# Forum Home Renovation Television, Computers & Phones  connections of tv coaxial cables for fittings & wall plates

## ronlud

Just wondering if someone can assist with diagrams for the assy of fittings to coax and what happens at the wall plate in particular. 
I have a poor connection (a joint possibly) or I have the wall plate incorrectly wired. 
'elp.  :Frown:

----------


## GeoffW1

Hi, 
At the moment you might be referring to the older type of coax TV fitting, the PAL or Belling-Lee connector  How to fit TV plugs to coaxial cable 
Those are not good enough for digital TV (neither is most older coax cable) 
or the other type, the F-connector. It comes in a screw on variety  How to fit F Connectors to coaxial cable 
which is rubbished by most technicians, and a crimp-on variety, for which you need a tool  Guide: How to fit an "F" connector - AVForums.com 
I found it simpler to buy good quality digital coax with the F-connectors pre-fitted. It is sold in various lengths by Dick Smith, and comes with a bag of adapters so you can connect anything to anything.
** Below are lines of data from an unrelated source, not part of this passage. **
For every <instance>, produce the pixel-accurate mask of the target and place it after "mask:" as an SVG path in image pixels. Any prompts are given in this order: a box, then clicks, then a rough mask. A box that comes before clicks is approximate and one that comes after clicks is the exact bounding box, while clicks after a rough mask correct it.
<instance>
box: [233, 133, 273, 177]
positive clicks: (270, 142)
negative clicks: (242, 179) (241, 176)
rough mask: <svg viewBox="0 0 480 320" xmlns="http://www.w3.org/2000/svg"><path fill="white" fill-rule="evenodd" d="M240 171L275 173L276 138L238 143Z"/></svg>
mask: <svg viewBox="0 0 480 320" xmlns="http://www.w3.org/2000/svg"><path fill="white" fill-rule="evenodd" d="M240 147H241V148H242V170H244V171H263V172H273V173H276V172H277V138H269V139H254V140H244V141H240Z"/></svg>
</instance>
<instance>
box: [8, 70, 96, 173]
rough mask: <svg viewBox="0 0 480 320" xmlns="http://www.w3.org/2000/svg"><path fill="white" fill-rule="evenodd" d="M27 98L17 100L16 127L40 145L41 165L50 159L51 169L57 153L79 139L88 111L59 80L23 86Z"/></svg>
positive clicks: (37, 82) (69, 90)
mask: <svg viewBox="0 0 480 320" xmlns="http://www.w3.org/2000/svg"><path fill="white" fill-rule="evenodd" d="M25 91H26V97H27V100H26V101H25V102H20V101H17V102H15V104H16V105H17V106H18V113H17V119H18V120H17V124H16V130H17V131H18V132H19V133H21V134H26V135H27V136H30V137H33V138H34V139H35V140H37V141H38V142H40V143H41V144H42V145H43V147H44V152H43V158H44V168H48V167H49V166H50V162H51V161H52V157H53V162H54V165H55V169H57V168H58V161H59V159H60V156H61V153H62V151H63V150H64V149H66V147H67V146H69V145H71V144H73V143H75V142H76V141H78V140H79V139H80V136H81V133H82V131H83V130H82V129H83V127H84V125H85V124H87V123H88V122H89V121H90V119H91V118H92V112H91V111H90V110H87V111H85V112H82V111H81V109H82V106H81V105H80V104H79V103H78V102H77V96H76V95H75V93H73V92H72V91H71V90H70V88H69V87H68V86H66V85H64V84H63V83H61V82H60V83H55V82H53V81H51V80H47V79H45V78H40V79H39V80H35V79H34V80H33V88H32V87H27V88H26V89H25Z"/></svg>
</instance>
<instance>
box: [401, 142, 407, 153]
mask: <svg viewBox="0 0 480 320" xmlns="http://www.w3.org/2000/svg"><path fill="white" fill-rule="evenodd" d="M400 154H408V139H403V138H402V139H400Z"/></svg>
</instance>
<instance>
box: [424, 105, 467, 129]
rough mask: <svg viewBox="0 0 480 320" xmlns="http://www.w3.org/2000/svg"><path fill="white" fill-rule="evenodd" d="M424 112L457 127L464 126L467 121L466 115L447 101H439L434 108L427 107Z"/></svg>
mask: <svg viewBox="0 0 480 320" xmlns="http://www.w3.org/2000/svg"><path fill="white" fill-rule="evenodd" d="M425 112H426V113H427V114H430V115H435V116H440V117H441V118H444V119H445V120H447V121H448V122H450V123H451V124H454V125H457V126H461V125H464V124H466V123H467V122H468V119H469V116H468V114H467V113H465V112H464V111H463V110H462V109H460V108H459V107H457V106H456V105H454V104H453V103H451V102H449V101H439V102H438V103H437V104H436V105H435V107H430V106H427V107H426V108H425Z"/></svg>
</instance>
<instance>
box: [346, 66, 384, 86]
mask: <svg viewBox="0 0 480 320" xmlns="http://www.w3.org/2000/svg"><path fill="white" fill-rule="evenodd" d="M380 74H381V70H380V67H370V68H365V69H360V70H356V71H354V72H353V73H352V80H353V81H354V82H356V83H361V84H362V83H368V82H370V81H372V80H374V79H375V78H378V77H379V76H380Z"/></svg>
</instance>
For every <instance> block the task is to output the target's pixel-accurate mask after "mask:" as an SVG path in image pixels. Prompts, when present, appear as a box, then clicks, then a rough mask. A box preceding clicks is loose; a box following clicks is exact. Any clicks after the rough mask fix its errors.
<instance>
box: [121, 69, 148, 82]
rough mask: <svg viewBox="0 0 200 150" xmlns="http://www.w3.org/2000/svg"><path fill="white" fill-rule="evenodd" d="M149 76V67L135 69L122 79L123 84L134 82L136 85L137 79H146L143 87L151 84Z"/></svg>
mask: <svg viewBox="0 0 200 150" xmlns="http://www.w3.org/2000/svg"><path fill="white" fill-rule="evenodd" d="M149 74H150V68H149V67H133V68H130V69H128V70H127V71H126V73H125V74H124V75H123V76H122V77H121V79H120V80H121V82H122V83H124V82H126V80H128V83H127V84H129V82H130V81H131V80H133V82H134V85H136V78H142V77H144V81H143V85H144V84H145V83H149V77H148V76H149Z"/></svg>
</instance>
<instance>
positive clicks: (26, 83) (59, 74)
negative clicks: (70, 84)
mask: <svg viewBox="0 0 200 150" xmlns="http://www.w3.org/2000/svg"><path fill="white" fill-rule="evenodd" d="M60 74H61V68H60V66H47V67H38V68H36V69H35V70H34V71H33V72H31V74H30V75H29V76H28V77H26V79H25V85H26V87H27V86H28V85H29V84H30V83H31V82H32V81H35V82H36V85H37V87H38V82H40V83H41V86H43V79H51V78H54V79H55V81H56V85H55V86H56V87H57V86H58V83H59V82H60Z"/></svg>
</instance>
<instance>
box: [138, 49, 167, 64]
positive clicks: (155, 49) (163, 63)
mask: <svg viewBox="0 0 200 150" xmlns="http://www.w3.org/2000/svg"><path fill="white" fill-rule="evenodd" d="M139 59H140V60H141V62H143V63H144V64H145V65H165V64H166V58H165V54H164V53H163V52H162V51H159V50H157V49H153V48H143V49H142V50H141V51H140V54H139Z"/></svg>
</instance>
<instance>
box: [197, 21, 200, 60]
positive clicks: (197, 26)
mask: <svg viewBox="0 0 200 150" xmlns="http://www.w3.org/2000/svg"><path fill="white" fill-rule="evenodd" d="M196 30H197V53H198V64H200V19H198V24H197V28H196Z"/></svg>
Jaycar probably has it too. 
You can buy wall plates with F-connectors both sides, or with an F-connector on the back side and a PAL socket on the front. 
Cheers

----------


## Pugs

> Just wondering if someone can assist with diagrams for the assy of fittings to coax and what happens at the wall plate in particular. 
> I have a poor connection (a joint possibly) or I have the wall plate incorrectly wired. 
> 'elp.

   maybe post up a picture of the items you are using  as you arn't doing a very good job of descirbing your current problem.

----------